On Nov 25, 2013, at 1:05 PM, Jonathan Rochkind wrote:
> Ah, but what if the data itself has tabs! Doh!
>
> It can be a mess either way. There are standards (or conventions?) for
> escaping internal commas in CSV -- which doesn't mean the software that was
> used to produce the CSV, or the software you are using to read it, actually
> respects them.
You don't have to escape the commas, you just have to double-quote the string.
If you want to have a double quote, you put two in a row:, eg:
"He said, ""hello"""
> But I'm not sure if there are even standards/conventions for escaping tabs in
> a tab-delimited text file?
None official ones that I'm aware of. I've seen some parsers that will
consider a backslash before a delimiter to be an escape, but I don't know if
there's an official spec for tab- / pipe- / whatever-delimited text.

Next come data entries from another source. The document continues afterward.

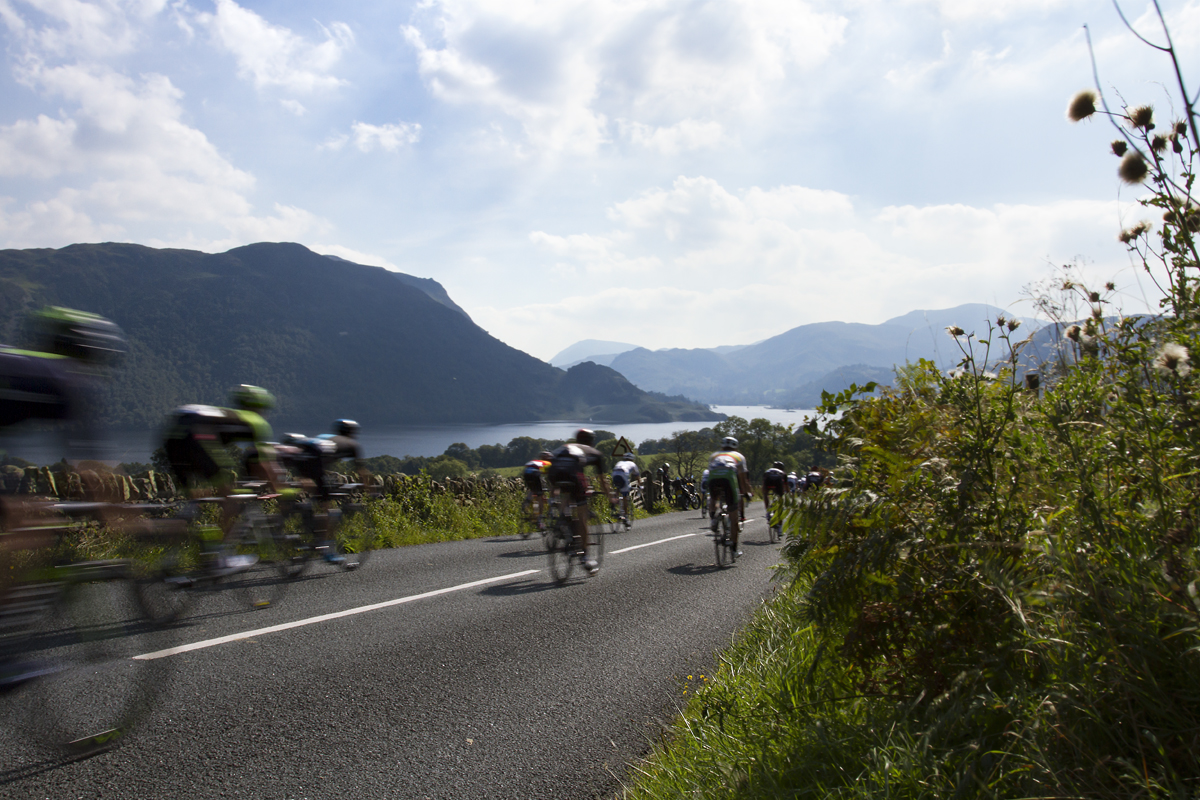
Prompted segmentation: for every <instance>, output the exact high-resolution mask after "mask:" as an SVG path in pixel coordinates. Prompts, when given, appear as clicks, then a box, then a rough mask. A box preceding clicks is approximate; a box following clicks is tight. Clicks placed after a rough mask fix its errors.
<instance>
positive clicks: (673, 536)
mask: <svg viewBox="0 0 1200 800" xmlns="http://www.w3.org/2000/svg"><path fill="white" fill-rule="evenodd" d="M695 535H696V534H683V535H682V536H671V537H670V539H656V540H654V541H653V542H646V543H644V545H634V546H632V547H623V548H620V549H619V551H610V553H608V555H617V554H618V553H628V552H629V551H637V549H641V548H643V547H654V546H655V545H661V543H664V542H673V541H676V540H677V539H688V537H689V536H695Z"/></svg>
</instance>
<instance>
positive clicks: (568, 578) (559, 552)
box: [546, 518, 576, 583]
mask: <svg viewBox="0 0 1200 800" xmlns="http://www.w3.org/2000/svg"><path fill="white" fill-rule="evenodd" d="M564 523H565V524H564ZM569 524H570V521H569V519H565V518H560V521H559V524H558V525H554V528H553V529H552V530H551V531H550V534H548V536H547V542H546V549H547V552H548V553H550V577H552V578H553V579H554V582H556V583H566V581H568V579H569V578H570V577H571V570H574V569H575V561H576V559H575V553H572V552H571V549H572V548H574V547H575V536H574V534H571V530H570V528H569Z"/></svg>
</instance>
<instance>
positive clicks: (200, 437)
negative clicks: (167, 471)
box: [163, 384, 286, 571]
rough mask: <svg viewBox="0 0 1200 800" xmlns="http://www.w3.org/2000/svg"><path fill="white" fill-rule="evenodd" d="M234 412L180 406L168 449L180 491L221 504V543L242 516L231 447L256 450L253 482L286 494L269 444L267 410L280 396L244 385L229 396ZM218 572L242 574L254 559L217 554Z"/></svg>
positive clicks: (234, 467)
mask: <svg viewBox="0 0 1200 800" xmlns="http://www.w3.org/2000/svg"><path fill="white" fill-rule="evenodd" d="M229 401H230V404H232V405H233V407H234V408H217V407H215V405H198V404H194V405H181V407H179V408H176V409H175V410H174V411H172V413H170V416H169V421H168V425H167V432H166V437H164V441H163V449H164V450H166V451H167V459H168V461H169V462H170V469H172V471H173V473H174V474H175V477H176V480H179V486H180V488H181V489H185V491H186V492H187V493H188V495H190V497H192V498H193V499H194V498H200V497H209V495H216V497H220V498H224V501H223V503H222V504H221V531H222V539H223V537H224V536H226V535H227V534H228V533H229V529H230V528H232V527H233V522H234V519H235V518H236V517H238V505H236V504H235V503H234V501H233V500H232V495H233V494H234V488H235V481H236V465H235V464H234V461H233V458H232V457H230V456H229V451H228V450H226V447H227V446H228V445H230V444H234V443H238V441H250V443H252V444H253V445H254V450H253V456H252V458H251V459H248V461H250V463H248V467H250V469H251V474H252V477H258V479H262V480H265V481H266V482H268V483H269V485H270V486H271V488H272V489H274V491H276V492H283V491H284V488H286V486H284V483H283V471H282V470H281V469H280V465H278V462H277V461H276V457H275V446H274V445H272V444H271V443H270V440H271V438H272V434H271V426H269V425H268V423H266V420H264V419H263V415H262V411H268V410H270V409H271V408H274V407H275V397H274V396H271V393H270V392H269V391H266V390H265V389H262V387H260V386H251V385H248V384H242V385H241V386H238V387H236V389H234V390H233V391H232V392H230V393H229ZM214 555H215V557H216V559H215V564H214V566H215V569H217V570H224V569H229V570H234V571H236V570H239V569H246V567H250V566H253V564H254V561H256V560H257V558H256V557H252V555H241V557H232V558H226V557H224V555H223V554H222V553H220V552H217V553H215V554H214Z"/></svg>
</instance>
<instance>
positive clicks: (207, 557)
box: [136, 494, 299, 624]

> Really, the lesson to me is that you should always consider use an existing
> well-tested library for both reading and writing these files, whether CSV or
> tab-delimited -- even if you think "Oh, it's so simple, why bother than
> that." There will be edge cases. That you will discover only when they cause
> bugs, possibly after somewhat painful debugging. A well-used third-party
> library is less likely to have such edge case bugs.
Agreed, but in this case, it might be easier to bypass the library. (if you
were using a library, you'd have to shift an empty element to the front of each
row, then output it).
> I am more ruby than python; in ruby there is a library for reading and
> writing CSV in the stdlib.
> http://ruby-doc.org/stdlib-1.9.3/libdoc/csv/rdoc/CSV.html
And I'm more perl, and generally lazy for this simple of an edit:
perl -pi -e 's/^/\t/' file_to_convert
(the '-p' tells it to apply the transformation to each line, '-i.bak' tells it
to save the file with '.bak' appended before processing, "-e 's/^/\t/'" is to
put a tab at the front of the line)
-Joe